This is the web page for LIN655, Spring 2021.
Link to SBU Class Find system here. Note the descrption there is wrong (since this is a course number that is reused).
Tuesdays and Thursdays 11.30-12.50. BLDG: Frey Hall Room: 105. We will meet there in person, but remote participation possible from the beginning. Check with instructor.
All types of participation welcome: enrolled students, auditors, inofficial auditors, spontaneous auditors, occasional auditors.
Join this mailing list for updates about this course: https://groups.google.com/a/stonybrook.edu/g/linguistics_arabicnlp
Taught by: Owen Rambow, owen.rambow@stonybrook.edu
Arabic is a linguistically very interesting and challenging language. These are the aspects the course will concentrate on:
Arabic has a combination of affixival and templatic morphology (both types used for both inflectional and derivational morphology).
Arabic shows diglossia, meaning that there is a standard written language with no native speakers, and dialects which show wide variation (mainly geographic) and which have not been traditionally written. The standard written language is called Modern Standard Arabic (MSA).Of course, other aspects of Arabic will also be discussed.These aspects of Arabic are not unique to it. Languages with templatic morphology include the other Semitic languages (Hebrew, Amharic), and to some extent Germanic languages show similar patterns. Almost all languages have morphology more complex than English. Many languages show extensive dialectal variation and diglossia, such as Tamil or Swiss German. The situation of African American Vernacular English in the US can be analyzed as diglossic.

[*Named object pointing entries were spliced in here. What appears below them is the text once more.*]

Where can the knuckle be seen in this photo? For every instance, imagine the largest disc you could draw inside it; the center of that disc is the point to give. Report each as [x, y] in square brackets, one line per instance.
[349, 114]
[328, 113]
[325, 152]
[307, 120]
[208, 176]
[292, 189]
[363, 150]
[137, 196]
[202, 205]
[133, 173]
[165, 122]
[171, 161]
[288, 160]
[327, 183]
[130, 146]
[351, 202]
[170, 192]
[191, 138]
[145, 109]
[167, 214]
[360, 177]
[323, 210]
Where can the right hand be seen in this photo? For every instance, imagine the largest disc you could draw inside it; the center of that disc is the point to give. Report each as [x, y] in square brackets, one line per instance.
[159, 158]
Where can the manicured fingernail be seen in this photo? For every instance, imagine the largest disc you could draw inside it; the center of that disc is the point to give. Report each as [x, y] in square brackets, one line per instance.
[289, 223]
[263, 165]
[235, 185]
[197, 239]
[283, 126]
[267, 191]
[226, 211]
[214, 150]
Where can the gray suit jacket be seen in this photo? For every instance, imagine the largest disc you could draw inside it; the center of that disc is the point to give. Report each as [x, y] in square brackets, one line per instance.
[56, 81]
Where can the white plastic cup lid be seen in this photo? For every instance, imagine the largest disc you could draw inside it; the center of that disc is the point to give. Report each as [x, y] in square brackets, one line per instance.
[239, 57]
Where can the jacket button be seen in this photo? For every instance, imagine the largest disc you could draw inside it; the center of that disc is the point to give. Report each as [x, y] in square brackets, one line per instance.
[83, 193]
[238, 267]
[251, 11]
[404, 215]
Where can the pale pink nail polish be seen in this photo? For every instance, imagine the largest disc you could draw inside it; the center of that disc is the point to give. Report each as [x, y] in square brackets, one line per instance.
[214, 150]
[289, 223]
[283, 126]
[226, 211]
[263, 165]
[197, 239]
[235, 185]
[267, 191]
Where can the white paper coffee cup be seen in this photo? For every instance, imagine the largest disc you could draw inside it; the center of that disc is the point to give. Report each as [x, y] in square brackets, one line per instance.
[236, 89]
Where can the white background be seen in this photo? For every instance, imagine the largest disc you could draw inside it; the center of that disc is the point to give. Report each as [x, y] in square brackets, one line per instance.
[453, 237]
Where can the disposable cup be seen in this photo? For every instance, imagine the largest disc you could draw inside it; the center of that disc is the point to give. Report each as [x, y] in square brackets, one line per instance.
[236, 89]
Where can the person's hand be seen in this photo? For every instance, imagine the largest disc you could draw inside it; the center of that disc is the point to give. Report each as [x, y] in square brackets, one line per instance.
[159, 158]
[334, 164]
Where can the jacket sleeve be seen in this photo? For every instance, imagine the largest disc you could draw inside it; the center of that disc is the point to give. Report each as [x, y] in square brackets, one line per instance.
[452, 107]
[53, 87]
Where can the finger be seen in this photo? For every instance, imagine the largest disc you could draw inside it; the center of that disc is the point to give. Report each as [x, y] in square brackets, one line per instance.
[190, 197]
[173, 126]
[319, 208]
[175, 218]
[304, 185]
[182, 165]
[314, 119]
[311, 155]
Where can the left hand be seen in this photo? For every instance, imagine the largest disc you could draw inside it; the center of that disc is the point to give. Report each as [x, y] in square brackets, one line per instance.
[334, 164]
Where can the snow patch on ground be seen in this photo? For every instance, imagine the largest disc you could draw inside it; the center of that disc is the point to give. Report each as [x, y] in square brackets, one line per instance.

Because of the morphological and dialectal complexity mentioned in Section 1, Arabic is challenging for NLP, and techniques developed for English cannot be immediately used for Arabic. It thus represents a technical challenge for NLP.
Arabic is used (in some form) by 270 million people. The market for Arabic NLP is thus substantial.
There has been a rapid increase in NLP for languages other than English both in Academia and in the private sector, including the big technology companies (Google, Amazon, Facebook, Microsoft). It is important to test NLP techniques on multiple languages to understand their generality.
The goal of the course is not simply to appeal to people already working on Arabic NLP. The course is designed to appeal to several groups of people:
Anyone with an interest in computational linguistics and/or natural language processing, i.e., both linguistics and computer science students.
For students with an interest in Arabic linguistics (not specifically computational linguistics), the course will show how existing corpora and computational methods can be used to serve their (non- computational) research interests.
For students with an interest in natural language processing and/or computational linguistics, but who have not so far worked on Arabic, the course will explore how standard approaches can be used for a language which is quite challenging in many ways, and how techniques need to be extended or new techniques developed.
Advanced undergrads are welcome in addition to graduate students. See section on prerequisiNative speakers and learners of Arabic are of course welcome, but no knowledge of any Semitic language is required. The instructor does not speak Arabic himself.